6. Building Company adds a warehouse to the property of Corporate Complex, but the owner does not pay. Building files a lien on Corporate's property. The property

A) can be held to guarantee payment of the debt.

B) must be sold to provide payment of the debt.

C) must be returned to the debtor within a certain period of time.

D) none of the choices

7. Bayside Marina borrows funds from Credit Union secured by Bayside's equipment in the marina shops. If Credit Union fails to perfect its claim to the collateral, the claim will be reduced to that of

A) an unsecured creditor.

B) a state of local official.

C) a secured party.

D) a debtor

8. Debt Financing Inc. and Equity Lending Company are secured parties with perfected security interests in property owned by Fleet Shipping Inc. Priority between these security interests is generally determined by

A) the amount of the claim.

B) the custom in the trade.

C) the time of perfection.

D) the "float" of the liens.

9. Kris borrows from Lender Inc. and Mortgage Company, using the same collateral for both loans. Mortgage Company perfects the security interest but Lender does not. Kris defaults on both loans. The party with first rights to the collateral is

A) Kris

B) none of the choices

C) Lender Inc

D) Mortgage company

10. Equity Bank lends funds to Fabrication Company to add a storage unit to Fabrication's factory. Payment of the loan is guaranteed by Fabrication's supply of inventory. The law covering this transaction comes from

A) local building ordinances.

B) state manufacturing regulations.

C) federal banking rules.

D) the Uniform Commercial Code.

11. The right of contribution is a right that the debtor has to receive contributions from the surety or guarantor.

A) True

B) False

12. The payment of Cathy's debt to Debt Collection Corporation is guaranteed by Cathy's personal property. Debt Collection is most likely to perfect its interest by

A) insuring the property for the full amount of its value.

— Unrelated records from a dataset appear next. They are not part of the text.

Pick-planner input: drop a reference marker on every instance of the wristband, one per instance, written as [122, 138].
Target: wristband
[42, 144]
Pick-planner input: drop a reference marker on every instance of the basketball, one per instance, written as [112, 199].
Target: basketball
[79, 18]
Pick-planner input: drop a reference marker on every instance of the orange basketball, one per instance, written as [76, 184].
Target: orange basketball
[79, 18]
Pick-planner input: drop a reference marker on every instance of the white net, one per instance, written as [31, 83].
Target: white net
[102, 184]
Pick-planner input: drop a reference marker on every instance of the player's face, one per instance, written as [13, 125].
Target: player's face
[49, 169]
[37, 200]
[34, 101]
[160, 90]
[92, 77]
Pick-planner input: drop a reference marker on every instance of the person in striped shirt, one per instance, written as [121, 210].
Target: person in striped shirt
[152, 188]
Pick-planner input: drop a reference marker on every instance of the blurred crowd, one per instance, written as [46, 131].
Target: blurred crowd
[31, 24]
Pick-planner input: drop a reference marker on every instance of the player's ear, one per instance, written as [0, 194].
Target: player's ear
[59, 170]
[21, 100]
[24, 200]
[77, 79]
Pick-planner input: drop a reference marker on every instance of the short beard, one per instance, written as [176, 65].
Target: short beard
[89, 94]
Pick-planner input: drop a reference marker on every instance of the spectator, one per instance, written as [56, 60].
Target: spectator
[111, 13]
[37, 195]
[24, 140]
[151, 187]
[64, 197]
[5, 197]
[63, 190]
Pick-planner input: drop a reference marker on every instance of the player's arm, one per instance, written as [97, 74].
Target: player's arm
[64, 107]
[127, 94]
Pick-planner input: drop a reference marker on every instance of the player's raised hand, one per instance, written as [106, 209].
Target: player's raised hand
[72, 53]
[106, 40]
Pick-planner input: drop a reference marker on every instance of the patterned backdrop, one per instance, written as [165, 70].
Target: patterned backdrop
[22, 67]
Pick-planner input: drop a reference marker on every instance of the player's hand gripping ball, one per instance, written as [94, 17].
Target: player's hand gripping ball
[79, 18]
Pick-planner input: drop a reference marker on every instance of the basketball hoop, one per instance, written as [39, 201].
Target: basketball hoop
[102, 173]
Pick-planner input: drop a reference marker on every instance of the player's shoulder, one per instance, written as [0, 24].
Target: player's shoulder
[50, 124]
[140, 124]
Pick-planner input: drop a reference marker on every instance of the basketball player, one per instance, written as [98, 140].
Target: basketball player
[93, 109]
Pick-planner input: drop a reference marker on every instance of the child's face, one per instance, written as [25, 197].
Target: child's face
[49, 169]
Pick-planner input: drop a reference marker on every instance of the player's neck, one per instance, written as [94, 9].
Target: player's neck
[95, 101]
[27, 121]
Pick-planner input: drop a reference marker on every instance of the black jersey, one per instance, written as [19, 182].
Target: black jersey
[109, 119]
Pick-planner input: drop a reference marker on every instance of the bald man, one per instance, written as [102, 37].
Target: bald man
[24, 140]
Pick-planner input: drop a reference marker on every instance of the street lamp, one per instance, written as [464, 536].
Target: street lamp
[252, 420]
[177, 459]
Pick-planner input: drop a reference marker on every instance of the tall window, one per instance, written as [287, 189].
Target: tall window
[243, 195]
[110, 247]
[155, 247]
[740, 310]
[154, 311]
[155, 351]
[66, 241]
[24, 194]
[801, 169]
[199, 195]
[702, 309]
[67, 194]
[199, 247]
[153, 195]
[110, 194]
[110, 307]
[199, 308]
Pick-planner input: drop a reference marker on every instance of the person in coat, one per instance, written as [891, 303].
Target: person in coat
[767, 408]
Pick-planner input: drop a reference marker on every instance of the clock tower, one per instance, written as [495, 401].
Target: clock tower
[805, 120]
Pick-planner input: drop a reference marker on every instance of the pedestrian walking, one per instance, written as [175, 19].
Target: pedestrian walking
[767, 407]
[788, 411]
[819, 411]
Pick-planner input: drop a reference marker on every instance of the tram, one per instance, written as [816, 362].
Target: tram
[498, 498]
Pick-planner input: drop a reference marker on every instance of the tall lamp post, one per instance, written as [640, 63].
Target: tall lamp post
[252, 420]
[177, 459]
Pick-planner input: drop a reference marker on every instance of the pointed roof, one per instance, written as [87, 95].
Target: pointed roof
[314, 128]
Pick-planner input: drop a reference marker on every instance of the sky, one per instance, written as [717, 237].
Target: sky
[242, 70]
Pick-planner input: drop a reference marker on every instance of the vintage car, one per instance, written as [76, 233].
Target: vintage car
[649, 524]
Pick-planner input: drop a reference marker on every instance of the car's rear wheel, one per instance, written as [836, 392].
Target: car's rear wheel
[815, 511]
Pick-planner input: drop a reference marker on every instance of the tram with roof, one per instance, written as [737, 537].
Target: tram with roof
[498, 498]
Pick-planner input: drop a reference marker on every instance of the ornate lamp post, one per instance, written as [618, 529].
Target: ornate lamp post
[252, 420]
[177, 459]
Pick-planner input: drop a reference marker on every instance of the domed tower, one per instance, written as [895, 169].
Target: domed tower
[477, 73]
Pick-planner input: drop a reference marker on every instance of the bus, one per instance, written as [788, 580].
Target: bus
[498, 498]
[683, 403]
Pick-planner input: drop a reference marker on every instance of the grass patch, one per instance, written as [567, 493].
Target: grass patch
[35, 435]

B) calculating the precise amount of the debt.

C) correcting grammatical errors in the parties' written agreement.

D) filing a financing statement with the appropriate authority.

13. Greg borrows funds from Home Bank secured by Greg's car. Greg defaults on the debt. Home Bank's options include

A) retaining the security interest and pursuing a judicial remedy.

B) destroying the collateral and collecting the unpaid debt from Greg

C) having Greg put in debtor's prison until the debt is repaid.

D) taking peaceful possession of the collateral and keeping it.

14. A creditor can demand payment from the surety from the moment that the debt is due.

A) True

B) False

15. Reese applies for a credit card at Sell-Mart. The application gives Sell-Mart a security interest in any goods that Reese buys with the card until she pays for them in full. In this situation, the secured party is

A) reese

B) sell-mart

C) the credit card

D) the goods that are bought with the credit card.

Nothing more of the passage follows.